Walter Montgomery Jackson (1863–1923) was the founder of encyclopedia publisher Grolier, Inc., and he was the partner of Horace Everett Hooper in publishing the 10th edition of the Encyclopædia Britannica and in developing its 11th edition. He split with Hooper in 1908–1909 in a nasty legal fight after failing to wrest control of the Britannica from Hooper, but obtaining the right to publish the Book of Knowledge, a 1912 U.S. adaptation of The Children's Encyclopædia.

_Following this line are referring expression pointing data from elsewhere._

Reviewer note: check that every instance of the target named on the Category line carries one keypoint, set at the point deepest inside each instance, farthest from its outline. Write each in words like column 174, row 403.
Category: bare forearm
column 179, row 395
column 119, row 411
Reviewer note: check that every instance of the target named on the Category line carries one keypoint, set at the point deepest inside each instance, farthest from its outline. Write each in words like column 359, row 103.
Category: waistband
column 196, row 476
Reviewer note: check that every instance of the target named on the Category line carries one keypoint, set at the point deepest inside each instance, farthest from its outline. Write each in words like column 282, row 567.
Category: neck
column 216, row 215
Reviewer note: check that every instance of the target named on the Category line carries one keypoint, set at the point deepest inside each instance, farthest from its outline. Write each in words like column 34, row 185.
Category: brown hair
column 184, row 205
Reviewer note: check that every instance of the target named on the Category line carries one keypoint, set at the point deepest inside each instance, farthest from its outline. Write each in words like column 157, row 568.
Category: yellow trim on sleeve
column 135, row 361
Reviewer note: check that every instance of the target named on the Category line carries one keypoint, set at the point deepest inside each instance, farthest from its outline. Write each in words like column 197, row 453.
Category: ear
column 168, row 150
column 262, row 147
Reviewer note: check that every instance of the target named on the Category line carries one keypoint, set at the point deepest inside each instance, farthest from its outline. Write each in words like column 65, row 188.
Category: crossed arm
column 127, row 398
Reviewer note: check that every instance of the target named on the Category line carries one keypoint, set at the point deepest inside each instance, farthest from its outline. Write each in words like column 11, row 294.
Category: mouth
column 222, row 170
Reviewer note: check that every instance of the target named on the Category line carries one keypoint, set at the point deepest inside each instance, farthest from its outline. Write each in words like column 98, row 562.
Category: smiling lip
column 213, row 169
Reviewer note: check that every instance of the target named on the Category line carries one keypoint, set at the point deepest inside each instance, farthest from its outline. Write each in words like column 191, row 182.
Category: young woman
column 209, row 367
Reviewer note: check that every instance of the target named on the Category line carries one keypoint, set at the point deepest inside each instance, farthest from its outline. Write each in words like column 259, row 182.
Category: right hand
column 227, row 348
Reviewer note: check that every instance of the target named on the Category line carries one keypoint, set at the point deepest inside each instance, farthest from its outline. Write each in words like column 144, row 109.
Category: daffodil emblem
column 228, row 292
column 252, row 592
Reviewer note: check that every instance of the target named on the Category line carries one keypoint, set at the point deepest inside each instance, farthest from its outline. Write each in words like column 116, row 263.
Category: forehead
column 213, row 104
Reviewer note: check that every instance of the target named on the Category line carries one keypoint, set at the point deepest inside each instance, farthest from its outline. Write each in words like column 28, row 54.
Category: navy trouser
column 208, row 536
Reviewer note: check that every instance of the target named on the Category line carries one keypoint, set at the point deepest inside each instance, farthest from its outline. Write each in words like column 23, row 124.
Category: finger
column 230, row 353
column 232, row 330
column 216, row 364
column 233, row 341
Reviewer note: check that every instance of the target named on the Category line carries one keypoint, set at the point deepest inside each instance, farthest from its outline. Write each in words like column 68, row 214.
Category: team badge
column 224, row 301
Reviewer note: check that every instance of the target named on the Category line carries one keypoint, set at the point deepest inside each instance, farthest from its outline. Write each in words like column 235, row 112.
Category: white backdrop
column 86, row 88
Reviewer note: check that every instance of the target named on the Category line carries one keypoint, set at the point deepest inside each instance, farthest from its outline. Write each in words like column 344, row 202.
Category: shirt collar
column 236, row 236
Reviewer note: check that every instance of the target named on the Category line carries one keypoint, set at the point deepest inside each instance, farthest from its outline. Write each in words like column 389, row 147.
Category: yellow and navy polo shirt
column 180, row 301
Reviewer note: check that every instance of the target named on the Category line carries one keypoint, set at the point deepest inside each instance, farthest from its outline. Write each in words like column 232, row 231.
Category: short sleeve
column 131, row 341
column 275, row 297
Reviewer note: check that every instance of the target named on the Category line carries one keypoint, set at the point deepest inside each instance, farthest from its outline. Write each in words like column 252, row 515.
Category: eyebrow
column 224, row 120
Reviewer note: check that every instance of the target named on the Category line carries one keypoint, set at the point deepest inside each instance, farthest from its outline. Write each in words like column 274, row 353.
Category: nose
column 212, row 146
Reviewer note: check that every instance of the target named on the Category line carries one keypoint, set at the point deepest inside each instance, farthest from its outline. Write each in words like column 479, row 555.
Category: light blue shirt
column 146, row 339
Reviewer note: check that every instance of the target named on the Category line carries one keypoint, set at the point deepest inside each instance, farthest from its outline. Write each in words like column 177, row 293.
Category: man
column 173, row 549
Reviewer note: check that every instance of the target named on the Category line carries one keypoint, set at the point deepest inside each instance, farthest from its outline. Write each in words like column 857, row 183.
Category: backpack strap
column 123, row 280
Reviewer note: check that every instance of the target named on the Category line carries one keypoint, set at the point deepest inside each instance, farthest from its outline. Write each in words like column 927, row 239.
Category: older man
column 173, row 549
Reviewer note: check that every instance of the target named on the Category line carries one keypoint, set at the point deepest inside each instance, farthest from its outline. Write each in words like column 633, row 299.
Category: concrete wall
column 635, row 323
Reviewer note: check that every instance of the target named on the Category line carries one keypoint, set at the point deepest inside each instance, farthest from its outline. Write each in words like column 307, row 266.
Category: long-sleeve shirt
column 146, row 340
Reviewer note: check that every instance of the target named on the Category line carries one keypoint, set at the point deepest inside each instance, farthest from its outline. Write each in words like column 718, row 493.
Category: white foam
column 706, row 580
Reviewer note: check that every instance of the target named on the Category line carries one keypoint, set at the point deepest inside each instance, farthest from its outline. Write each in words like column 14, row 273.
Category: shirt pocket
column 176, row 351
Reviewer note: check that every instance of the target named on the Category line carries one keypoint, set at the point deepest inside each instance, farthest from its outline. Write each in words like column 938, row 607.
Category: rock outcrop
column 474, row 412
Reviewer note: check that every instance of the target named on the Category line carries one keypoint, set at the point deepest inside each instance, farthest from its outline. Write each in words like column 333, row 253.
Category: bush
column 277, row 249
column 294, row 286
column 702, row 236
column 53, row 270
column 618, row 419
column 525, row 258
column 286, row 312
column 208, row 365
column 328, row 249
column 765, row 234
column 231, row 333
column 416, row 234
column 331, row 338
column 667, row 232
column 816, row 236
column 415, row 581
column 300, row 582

== Early life and career ==
Jackson was born in Newton Lower Falls, Massachusetts, and he began to work cleaning the bookshop and offices of Estes and Lauriat in Boston, ten miles from his birthplace. By the age of 22, he was a partner in the firm, overseeing the manufacturing and publishing. He helped expand the distribution of the firm, but quickly became involved in other publishing ventures as part-owner or director.

Jackson founded the Grolier Society, which specialized in making extra-fine editions of classics and rare literature. The Society was named after the Grolier Club, which had been founded in 1884 to advance the arts involved in making books and which was named after a well-known French bibliophile, Jean Grolier de Servières.

After the split with Hooper he acquired the rights to publish the British The Children's Encyclopaedia under the name Book of Knowledge.

The Children's Encyclopedia was a 10-volume compilation of a popular children's journal of the same name founded and edited by Arthur Mee and published by Alfred Harmsworth, Lord Northcliffe. Being an assembly of the journal issues, the encyclopedia was not organized alphabetically, but rather topically; navigation was assisted by an index in the final volume. Jackson secured the American reprint rights in 1910 after resolving some copyright issues with Lord Northcliffe,

Grolier, Inc. subsequently became a large publisher of general encyclopaedias, including Academic American Encyclopedia, and the software Grolier Multimedia Encyclopedia.